Sein rechtes Bein humpelte leicht, aber seine Schritte waren immer noch von einer seltsamen Schwere geprägt. Seine Füße schienen immer langsamer zu werden, wenn sie den Metallboden berührten, was ihm gelegentlich schrille Schreie entlockte.
Khan ignorierte diese Vorkommnisse, versunken in Gedanken und dem seltsamen Verständnis, das er während des langen Austauschs gewonnen hatte. Bilder von Naks Hand und seinen Tritten blitzten in seinem Kopf auf und verschmolzen allmählich zu etwas Stärkerem. Er hatte das Gefühl, näher zu kommen, aber die allgemeine Idee entzog sich ihm noch immer.

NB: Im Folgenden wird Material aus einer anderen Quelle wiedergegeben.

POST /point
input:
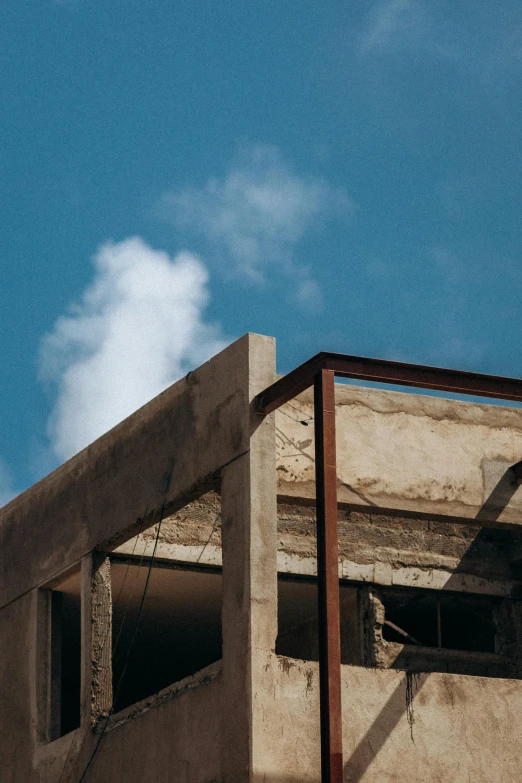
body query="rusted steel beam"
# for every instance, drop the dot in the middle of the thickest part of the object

Khan blieb auch nach dem Betreten des Schlafzimmers in Gedanken versunken, und seine Stimmung änderte sich nicht, als er sich aufs Bett warf. Der Schmutz vom Sparring verschmutzte die Matratze und die Laken, aber er starrte nur an die Decke, seine Augen durchbohrten die Metalloberfläche, um in Gedanken zu wandern, die er kaum in Worte fassen konnte.
Monica sah natürlich alles. Ohne Khan fiel ihr das Einschlafen immer schwer, deshalb war sie aufgeblieben, um die letzten Details für seine bevorstehende Abreise zu klären. Seine Rückkehr hatte sie begeistert, aber ein Blick auf sein Gesicht sagte ihr, dass er nicht gestört werden wollte. So nervig es auch war, Monica wusste, wann Khan Zeit zum Nachdenken brauchte.
Die Minuten vergingen, während Monica wartete. Ab und zu arbeitete sie weiter an ihrem Handy, wodurch sich die Menüs an der Wand änderten. Diese Momente sollten für lange Zeit ihre letzten gemeinsamen sein, aber Khan war in einer Welt versunken, die sie nicht erreichen konnte.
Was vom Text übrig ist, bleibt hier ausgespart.